Voice Recognition Captioning
Last year I wrote about my experience using voice recognition technology to teach a computer class to people with hearing loss. It was a surprisingly positive experience for all concerned, and I mentioned at the time that I foresaw numerous applications for the technology.
I have just finished captioning an ALDA meeting using the same technology. What’s different from the computer class is that in this case I was not the speaker. Rather than saying what I wanted to, my job was to repeat what the speakers said into the voice recognition software. This, in itself, is quite different from deciding what to say and just saying it.
An additional difference from speaking my own words is that I had to ensure that my repetition of the speaker’s words weren’t distracting to the speaker or to others in the audience.
The basic tools in either situation are a reasonably fast laptop computer equipped with voice recognition software and a microphone, an LCD projector, and a screen. I talk into the microphone, which feeds to the voice recognition software via the sound card. The voice recognition software converts the audio to text, which is output to the LCD projector. The projector puts the text up on the screen.
For the computer class I used a headset with microphone. This was appropriate equipment for that situation, because those students with enough hearing to benefit from hearing my voice were able to do so.
For the ALDA meeting, however, I wanted to muffle my voice as much as possible. To do so I used a stenomask from Talk Technologies (http://www.talk-tech.net/pages/sylencer.html). The stenomask fits over the mouth and seals against the fact to muffle the voice. It’s not 100% effective, so the audience can still hear something, but it’s far less distracting than normal voice volume speaking into a conventional microphone.
To train ViaVoice (the voice recognition software I’m using) for the computer class, I spent about an hour reading the stories that ViaVoice provides for software training. After that training, ViaVoice performed with about 95% accuracy, provided I was careful to speak clearly and distinctly. If I got lazy, the accuracy declined fast.
To use ViaVoice with the stenomask, I had to train a whole new model. Just as the software must be trained for each person who uses it, it must also be trained for each new hardware configuration. Changing a sound card or microphone, or even the background noise, can necessitate a new voice model.

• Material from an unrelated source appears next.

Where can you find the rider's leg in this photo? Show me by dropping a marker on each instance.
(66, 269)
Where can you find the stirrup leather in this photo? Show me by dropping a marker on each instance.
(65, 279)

So I trained ViaVoice with the stenomask for an hour using the provided stories, after which the accuracy was probably only 75%. I was disappointed at the performance, but not surprised, because the stenomask really requires an acclimation period. Ensuring a tight seal (to reduce escaping sound) requires that the mask be held firmly against the face. This makes it hard to move the lips in a natural and consistent manner, which certainly degrades the software performance.
The other problem is the restricted air movement that the mask causes. One result is that breathing is different, and that takes some getting used to. More closely related to the accuracy issue is the fact that the sealed stenomask prohibits normal exhalation as a person speaks. The pressure builds up and makes vocalization difficult, which affects how sounds are produced.
I continued training the stenomask voice model for another few hours, but was unable to significantly improve the accuracy.
Hmmmmm. . . . . what to do?
After awhile I realized what the problem was. When I first started using the stenomask, I was not at all used to it, and my speech was not at all natural. With additional training, I became more comfortable with the equipment, and I was able to speak more naturally. But that speech was very different from the speech with which the model had originally been trained! The problem was that the original training was not representative of my later speech, and no reasonable amount of additional training could overcome the original corrupted training.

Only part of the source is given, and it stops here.